Daniel Kaluuya’s directorial debut has his unique presence embedded in every inch of the cultural representation and music choices, but it unfortunately lacks in the story.

When films highlight a dystopian society, they often express how the government has failed its people. We believe in a futuristic society, the world would be different. That community would be financially stable and flourish in an ever-changing economy. That people would be able to live fruitfully and enjoy their lives. Sadly, that’s the future we all crave, but we cannot find it in reality or fiction. Dystopian stories like The Kitchen (2024), directed by Daniel Kaluuya and Kibwe Tavares and streaming on Netflix, give a raw perspective of how broken government systems can be, no matter the period.

In this narrative, all social housing in London has been eliminated, and the pocket of people called “The Kitchen” refuses to leave their homes because they have nowhere else to go. They are raided and uprooted from their homes for not complying with the government. Tavares and Kaluuya highlight the harshness of these conditions for the working class and how difficult it is to improve that quality of life. 

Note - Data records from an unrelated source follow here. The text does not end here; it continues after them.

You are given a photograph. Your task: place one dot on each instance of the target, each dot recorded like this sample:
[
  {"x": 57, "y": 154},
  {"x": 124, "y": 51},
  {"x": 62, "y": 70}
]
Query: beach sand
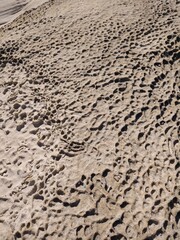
[{"x": 89, "y": 116}]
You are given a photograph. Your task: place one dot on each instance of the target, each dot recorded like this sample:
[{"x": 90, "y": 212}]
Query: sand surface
[{"x": 89, "y": 117}]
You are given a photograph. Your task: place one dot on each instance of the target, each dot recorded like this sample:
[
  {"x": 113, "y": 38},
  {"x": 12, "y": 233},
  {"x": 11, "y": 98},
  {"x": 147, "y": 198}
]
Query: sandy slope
[
  {"x": 11, "y": 9},
  {"x": 89, "y": 121}
]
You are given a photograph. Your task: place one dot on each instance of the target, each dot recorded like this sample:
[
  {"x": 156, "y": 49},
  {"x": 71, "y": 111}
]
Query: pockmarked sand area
[{"x": 89, "y": 118}]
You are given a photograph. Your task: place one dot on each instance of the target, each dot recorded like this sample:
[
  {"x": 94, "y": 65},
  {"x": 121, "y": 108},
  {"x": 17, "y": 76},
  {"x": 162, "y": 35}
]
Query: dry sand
[{"x": 89, "y": 121}]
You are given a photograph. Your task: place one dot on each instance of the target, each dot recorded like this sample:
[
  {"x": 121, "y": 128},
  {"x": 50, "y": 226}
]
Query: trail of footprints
[{"x": 89, "y": 122}]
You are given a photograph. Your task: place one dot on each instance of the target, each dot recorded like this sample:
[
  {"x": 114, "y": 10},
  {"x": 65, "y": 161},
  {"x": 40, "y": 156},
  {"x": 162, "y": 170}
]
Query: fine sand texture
[{"x": 89, "y": 117}]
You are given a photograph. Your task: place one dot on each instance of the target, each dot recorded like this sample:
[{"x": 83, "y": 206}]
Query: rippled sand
[{"x": 89, "y": 117}]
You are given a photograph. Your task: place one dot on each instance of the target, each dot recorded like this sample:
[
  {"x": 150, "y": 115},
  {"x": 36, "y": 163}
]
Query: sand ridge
[{"x": 89, "y": 117}]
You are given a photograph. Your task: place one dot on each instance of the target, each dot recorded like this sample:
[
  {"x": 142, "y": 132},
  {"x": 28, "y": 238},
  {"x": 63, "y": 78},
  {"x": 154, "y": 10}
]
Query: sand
[{"x": 89, "y": 117}]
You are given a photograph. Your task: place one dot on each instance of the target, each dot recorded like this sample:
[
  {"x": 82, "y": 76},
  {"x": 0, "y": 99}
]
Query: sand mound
[{"x": 88, "y": 121}]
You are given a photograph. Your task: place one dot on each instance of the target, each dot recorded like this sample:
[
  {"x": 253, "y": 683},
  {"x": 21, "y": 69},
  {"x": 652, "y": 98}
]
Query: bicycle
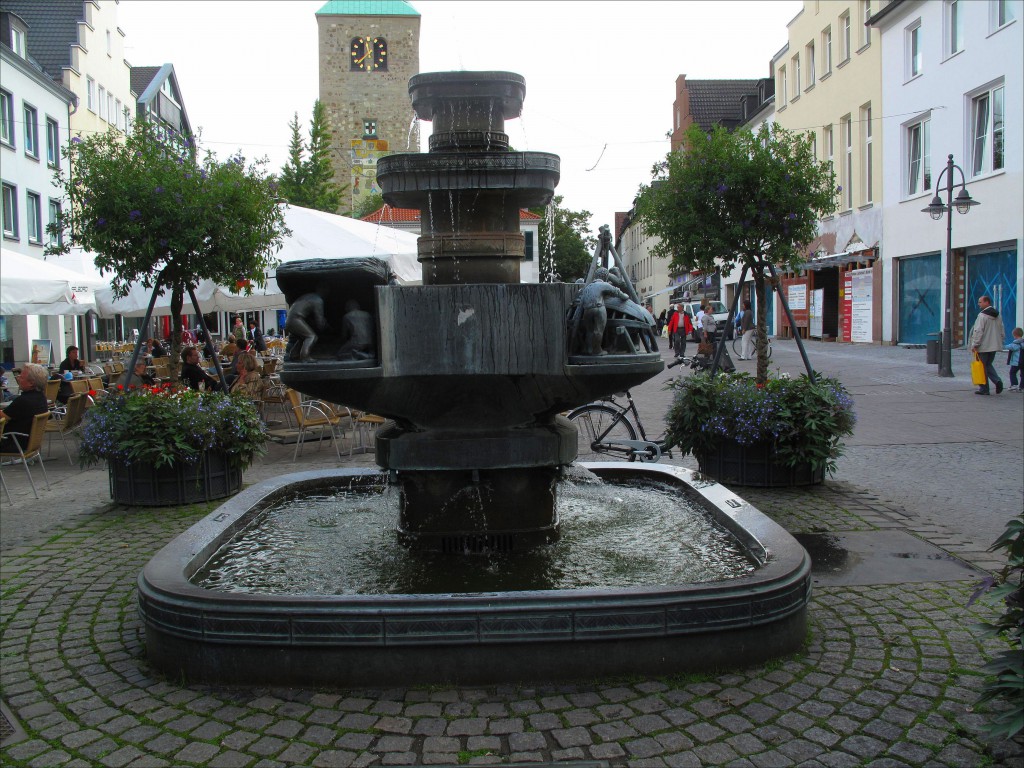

Tavares and Kaluuya co-direct an emotional story between Izi (Kane Robinson) and Benji (Jedaiah Bannerman). Izi works at a funeral home, but since it’s in the future, dead loved ones are regenerated into new plants. So, instead of a mausoleum filled with coffins on the walls, there are plants that take the place of the deceased. Izi works outside of “The Kitchen”. When he sees Benji walk in on the day of his mother’s funeral, he seems unusually sad. The link between Izi and Benji is questioned throughout the film.

Even though the construction of the dystopian “Kitchen” is well done, nothing feels grounded in the world created. The story revolves around a grieving teenager who is trying to find his place after his mother passed. Benji finds people protesting against the government and joins them. He feels part of a community that will look after him instead of being neglected by Izi. The back and forth isn’t strong enough to carry the film for the runtime and does begin to drag about halfway through.

For a story about a father possibly finding his son and struggling with the idea of being a supportive parent, it lacks emotional weight for its characters. It becomes repetitive, and the arguments between Izi and Benji cause Benji to make questionable decisions. For a major part of the film, Benji navigates two sides of himself; the side that aches for acceptance and love instantly versus actually building something real. It’s interesting to see how Benji goes through his grief knowing what’s right for him and what is bad for his future.

If you are a fan of Daniel Kaluuya and want to support his directorial debut, I suggest you give The Kitchen a shot. His visual style and the way he incorporates culture and music are so uniquely him that there is a future potential for other projects. The only way to watch this is to go in with little to no expectations and you’ll appreciate the film in some way. This is by no means a revolutionary dystopian tale, but there are threads of familiar territory that make this easy to sit through.

There are choices made in The Kitchen that lack the emotional depth needed to connect its characters to the audience. That is the major setback here and it could have been corrected multiple times throughout the film. It does get repetitive towards the middle and loses all steam once the reveal happens.